Может, мне действительно не следовало бы употреблять это выражение — болезненная зависимость, хотя я использовал его исключительно как метафору. Но что сейчас толковать, если даже кое-кто из моих друзей воспринял эти слова буквально. Так что ж, что случилось — то и случилось. А я ведь только хотел быть убедительнее и ничего другого. Я никогда этого не отрицал. С какой бы стати.
Если бы они только знали, как эти птицы возвышенны, насколько они гармоничнее нас, поверхностных и самодовольных людей. Все, что им известно о лебедях — это кич, жалкие базарные картины, на которых красуются важные лебеди на синем или зеленом фоне. Низкопробные маляры оптом срисовывают этих птиц с других подобных шаблонов, а ведь мало кто из этих псевдохудожников видел живого лебедя. Любители и покупатели этой жалкой пестрой мазни даже не подозревают, как сильно эти мазилы оскорбили благородных птиц.

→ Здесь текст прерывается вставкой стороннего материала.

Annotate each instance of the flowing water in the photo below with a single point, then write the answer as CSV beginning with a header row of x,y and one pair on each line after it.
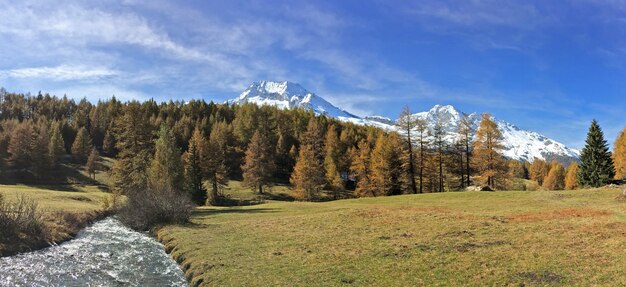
x,y
104,254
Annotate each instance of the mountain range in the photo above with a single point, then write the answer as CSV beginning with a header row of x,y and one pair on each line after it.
x,y
518,144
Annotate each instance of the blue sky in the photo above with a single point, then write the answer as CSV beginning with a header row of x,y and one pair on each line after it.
x,y
548,66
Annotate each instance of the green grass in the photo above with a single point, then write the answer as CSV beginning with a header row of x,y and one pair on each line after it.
x,y
450,239
66,198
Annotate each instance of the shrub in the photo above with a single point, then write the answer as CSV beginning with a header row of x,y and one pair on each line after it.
x,y
19,218
146,209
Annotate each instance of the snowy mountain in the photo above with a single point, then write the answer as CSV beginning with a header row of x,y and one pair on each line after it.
x,y
518,144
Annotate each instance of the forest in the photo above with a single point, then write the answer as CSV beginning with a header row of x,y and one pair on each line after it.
x,y
195,147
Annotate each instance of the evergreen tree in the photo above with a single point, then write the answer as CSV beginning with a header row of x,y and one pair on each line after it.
x,y
92,163
619,155
486,153
571,181
259,165
134,143
308,174
539,170
361,162
166,171
193,171
556,177
406,123
82,145
216,163
386,165
596,166
331,158
56,146
465,130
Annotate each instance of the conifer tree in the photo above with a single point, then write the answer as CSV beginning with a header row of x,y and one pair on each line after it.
x,y
619,155
486,153
538,170
331,158
571,181
92,163
361,162
56,146
596,166
82,145
216,163
465,130
134,143
386,166
406,123
166,171
193,171
259,165
556,177
308,174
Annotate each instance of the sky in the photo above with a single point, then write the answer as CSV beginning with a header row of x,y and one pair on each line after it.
x,y
546,66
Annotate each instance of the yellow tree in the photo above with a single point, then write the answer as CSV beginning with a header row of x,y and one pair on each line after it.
x,y
571,180
619,155
308,174
487,159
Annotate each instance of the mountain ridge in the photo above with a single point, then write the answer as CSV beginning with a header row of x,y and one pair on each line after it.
x,y
518,144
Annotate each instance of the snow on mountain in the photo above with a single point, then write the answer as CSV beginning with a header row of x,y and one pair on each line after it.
x,y
287,95
518,144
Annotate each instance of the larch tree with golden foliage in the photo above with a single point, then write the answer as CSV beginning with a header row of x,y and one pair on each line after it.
x,y
308,174
619,155
556,177
487,160
571,181
259,163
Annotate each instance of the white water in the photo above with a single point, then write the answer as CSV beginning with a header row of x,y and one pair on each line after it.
x,y
104,254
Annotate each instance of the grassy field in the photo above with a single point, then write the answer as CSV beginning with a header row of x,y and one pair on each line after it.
x,y
516,238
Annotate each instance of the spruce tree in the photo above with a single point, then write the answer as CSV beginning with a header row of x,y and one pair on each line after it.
x,y
193,171
619,155
259,163
166,171
56,146
571,181
82,145
596,166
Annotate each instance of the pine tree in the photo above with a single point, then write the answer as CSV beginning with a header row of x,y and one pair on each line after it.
x,y
538,170
308,174
571,181
386,165
407,123
166,171
216,163
259,165
619,155
92,163
331,158
556,177
465,130
361,161
596,166
82,145
486,155
56,146
133,136
193,171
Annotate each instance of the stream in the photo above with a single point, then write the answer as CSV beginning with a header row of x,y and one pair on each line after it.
x,y
106,253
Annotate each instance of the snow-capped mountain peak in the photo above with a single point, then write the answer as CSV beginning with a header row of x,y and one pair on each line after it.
x,y
518,143
287,95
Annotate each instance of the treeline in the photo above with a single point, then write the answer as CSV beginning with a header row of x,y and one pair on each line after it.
x,y
211,143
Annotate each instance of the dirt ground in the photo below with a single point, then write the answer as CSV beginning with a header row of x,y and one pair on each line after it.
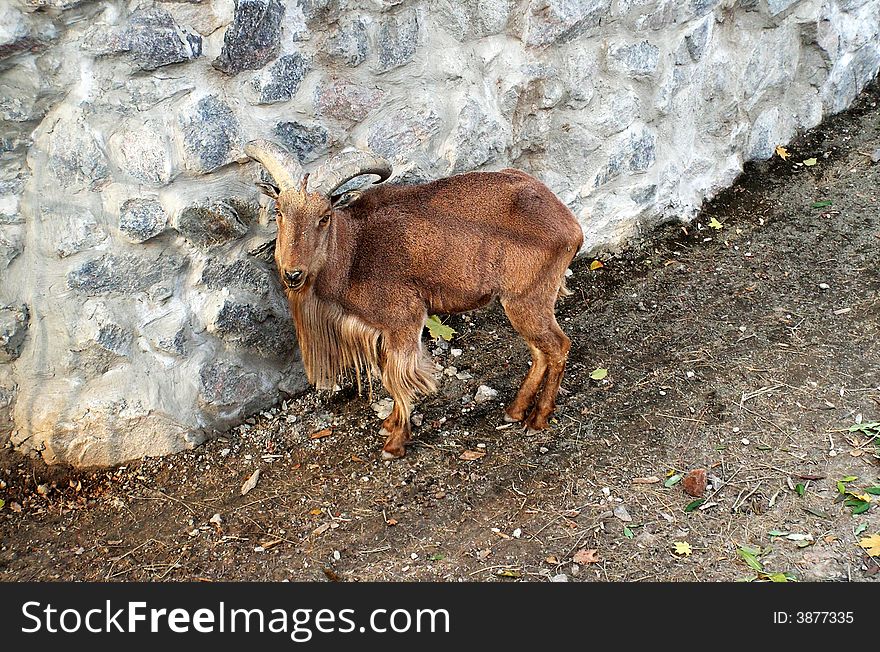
x,y
745,344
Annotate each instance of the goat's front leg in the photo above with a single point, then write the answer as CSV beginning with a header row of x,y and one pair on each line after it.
x,y
405,373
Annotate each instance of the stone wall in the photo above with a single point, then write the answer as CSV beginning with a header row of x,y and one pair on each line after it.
x,y
132,319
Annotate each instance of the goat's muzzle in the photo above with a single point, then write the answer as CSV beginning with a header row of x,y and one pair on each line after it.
x,y
294,279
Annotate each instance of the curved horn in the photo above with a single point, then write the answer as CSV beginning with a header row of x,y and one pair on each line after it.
x,y
281,164
346,166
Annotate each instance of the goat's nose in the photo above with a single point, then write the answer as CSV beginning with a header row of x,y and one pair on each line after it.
x,y
293,278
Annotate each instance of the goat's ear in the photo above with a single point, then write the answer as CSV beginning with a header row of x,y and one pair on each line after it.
x,y
343,200
268,189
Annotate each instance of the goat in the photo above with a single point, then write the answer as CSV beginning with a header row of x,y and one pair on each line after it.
x,y
361,275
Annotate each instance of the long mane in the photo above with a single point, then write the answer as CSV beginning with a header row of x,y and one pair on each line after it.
x,y
333,343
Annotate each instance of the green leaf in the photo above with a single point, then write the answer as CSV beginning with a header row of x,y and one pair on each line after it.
x,y
437,329
691,506
599,374
777,577
751,559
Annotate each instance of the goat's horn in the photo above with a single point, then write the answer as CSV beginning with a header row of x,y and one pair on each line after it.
x,y
281,164
346,166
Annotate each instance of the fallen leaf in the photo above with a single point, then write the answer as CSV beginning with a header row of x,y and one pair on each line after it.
x,y
586,556
318,531
271,543
694,483
599,374
691,506
871,544
251,482
508,573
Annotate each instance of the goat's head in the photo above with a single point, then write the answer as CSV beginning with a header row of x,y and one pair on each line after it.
x,y
305,205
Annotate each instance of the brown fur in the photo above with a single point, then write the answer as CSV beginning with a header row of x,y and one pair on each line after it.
x,y
376,268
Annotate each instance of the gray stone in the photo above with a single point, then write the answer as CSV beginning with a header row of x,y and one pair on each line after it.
x,y
308,142
698,38
142,219
280,81
11,244
635,153
74,155
776,7
256,328
14,321
547,21
477,138
638,60
401,134
471,19
143,153
211,134
348,43
154,39
123,273
242,274
70,229
346,101
398,40
253,38
226,384
214,222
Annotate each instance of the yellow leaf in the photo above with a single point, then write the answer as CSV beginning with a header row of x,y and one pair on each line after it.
x,y
872,545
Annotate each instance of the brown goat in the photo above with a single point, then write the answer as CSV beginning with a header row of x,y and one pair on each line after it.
x,y
362,277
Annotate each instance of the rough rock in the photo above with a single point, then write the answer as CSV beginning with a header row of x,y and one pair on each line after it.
x,y
254,37
154,39
308,142
211,134
279,81
142,219
14,322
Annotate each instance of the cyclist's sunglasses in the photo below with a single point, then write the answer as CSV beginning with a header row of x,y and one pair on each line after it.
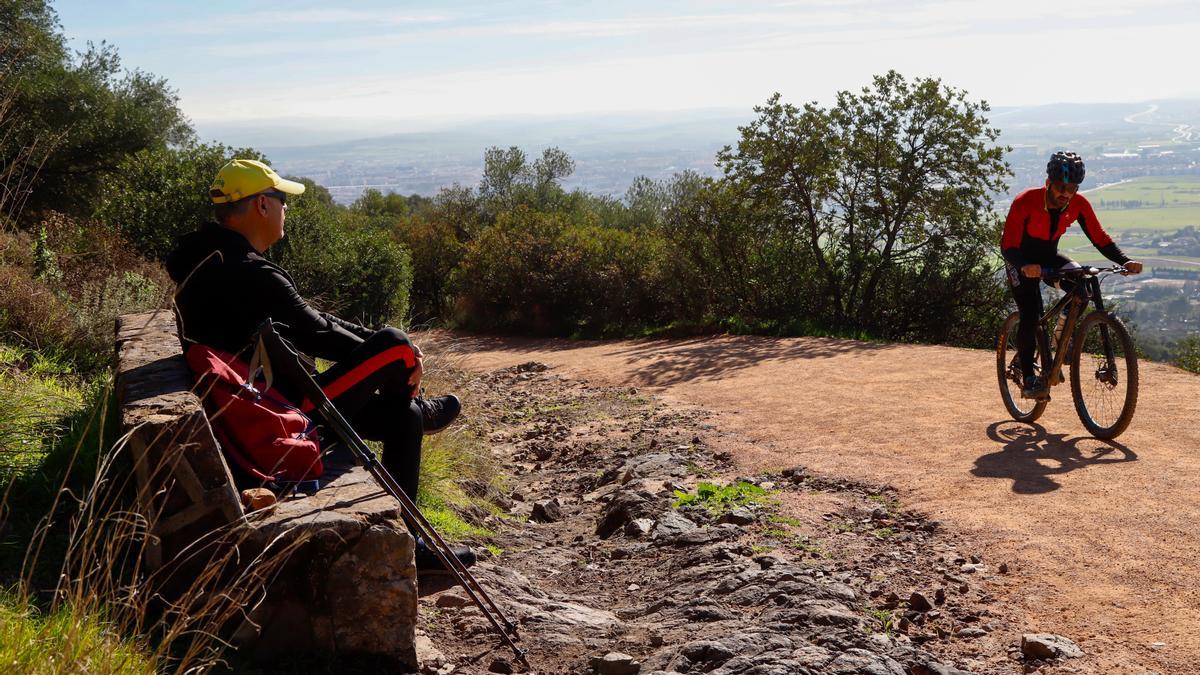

Как почему, как это почему? Да потому что лебедь — птица выше нашего понимания. То, что они рисуют, просто-напросто жалкая мазня недоучек. Для того, чтобы написать лебедя, нужны рука мастера и ум. Как изобразить смиренное совершенство его тела, его таинственную божественную отрешенность? Эти птицы вне нашего восприятия. Чем больше я наблюдал их, тем больше убеждался, что их мир абсолютно непостижим для нас. Потому что мы не понимаем: все, что мы читаем о них в сказках, истинная правда, точно такая же, как и в научных исследованиях. Лебедь вам не какое-то украшение природы, особенно в парках, в которых он насильно запертый пленник и жертва бездарных наслаждений любителей красоты.